Rabbi Sharon Shalom, the Director of the International Center for the Study of Ethiopian Jewry at Ono Academic College notes from time to time that the Beta Israel community – the Jews of Ethiopia – remained unaffected by the fundamental historical events that accompanied the development of the Jewish people following the destruction of the Second Temple. The “Beta Israel” are a Jewish group, but until recently, they did not share the fundamental Jewish textual canon, which was developed by the sages after the destruction of the Second Temple. The biblical holidays, such as Hanukkah and Purim, which were determined by Sages, were not known to Ethiopian Jewry at all.

The post-Temple sage R. Avdimi Bar Hama Bar Hassa, has famously commented on the statement of the Purim Megilla that the Jews “Kept and Accepted” divine commandments following the Purim miracle [something they may not have actually done as a nation, earlier, at Mount Sinai].  This opinion shaped Jewish consciousness for many generations. According to it, the covenant made at Sinai was incomplete. One side [God] forced it on the other [Israel]. God forced the people of Israel to accept the Torah. My friend Marty Hershkovitz wrote In Makor Rishon said: “At the bottom of Mount Sinai, the people of Israel did not have the autonomy needed to make an alliance. They were under the tremendous influence of the smoky mountain sounds, explosions and lightning, and they lost the ability to act as an independent entity. Therefore, it was necessary to renew the covenant in the time of Esther and Mordechai.”

According to Sages, there were two stages for receiving the Torah; the Mount Sinai status that was forced upon us and another status in the days of Purim, which was voluntary. The second class is presented as a desirable and ideal class. According to this, did the Jews of Ethiopia ostensibly miss this status that occurred on Purim for receiving the Torah out of a freely-taken choice? On the one hand, according to the great medieval commentator Rashi, conceivably, because the Sinai covenant was forced on the Jews, the Beita Israel people would have a wonderful excuse for not keeping the commandments.  “What do you want from us?”, Ethiopian Jews could say. “We were not around during Purim. We did not have the opportunity to receive the Torah voluntarily. Nothing can be required of us by using force, even if it’s you, God, with all your might”.

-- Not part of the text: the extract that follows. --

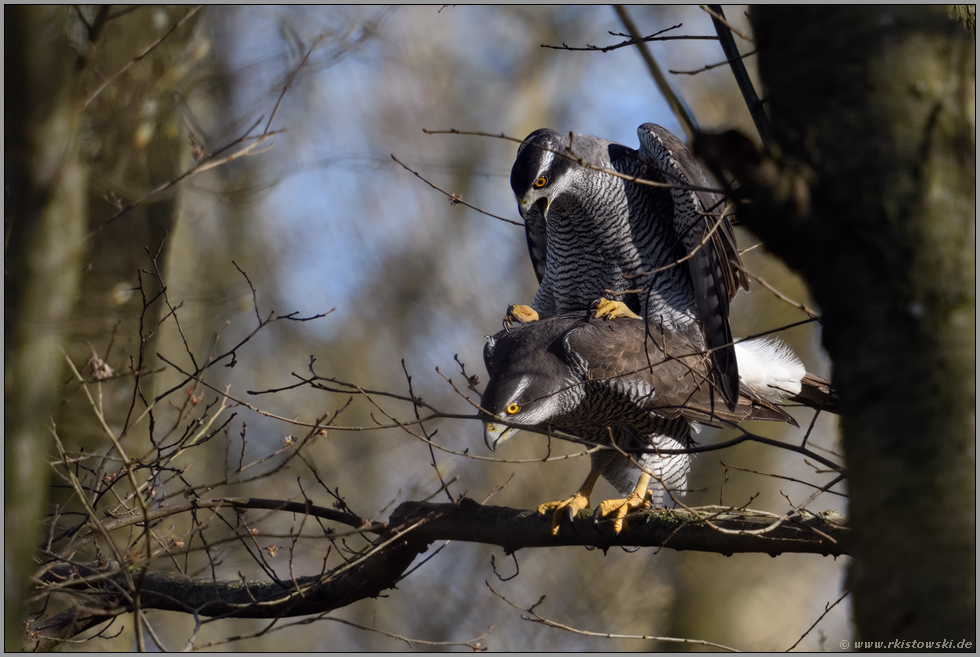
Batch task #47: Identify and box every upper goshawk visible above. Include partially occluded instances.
[510,123,748,409]
[481,312,828,534]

I posed this question to Keis [Traditional Ethiopian Spiritual Leader] Mentosnot Eli Wanda, and he replied: “How can it be said that receiving the Torah at Sinai was by force? When a man does you good, gives you food, saves you from disasters, protects you from enemies, literally saved your life from death, all you want to do is find an opportunity to repay him.” At Mount Sinai, all of Israel said together, “We will do and we will hear” all the commandments as if the people of Israel were just waiting for the moment when they could return favors to God. So this whole idea of ​​coercion, according to the Keis, seems delusional and evokes a great paradox. If a person does an altruistic kindness to another person, is he expecting that person to repay him?

In the remaining portion of his article, Rabbi Sharon shares other answers he received to this question and concludes saying that it is understandable why, historically, Purim was not easily accepted among all the Jewish people. Eventually though, the majority of the Jewish people did accept the Purim holiday.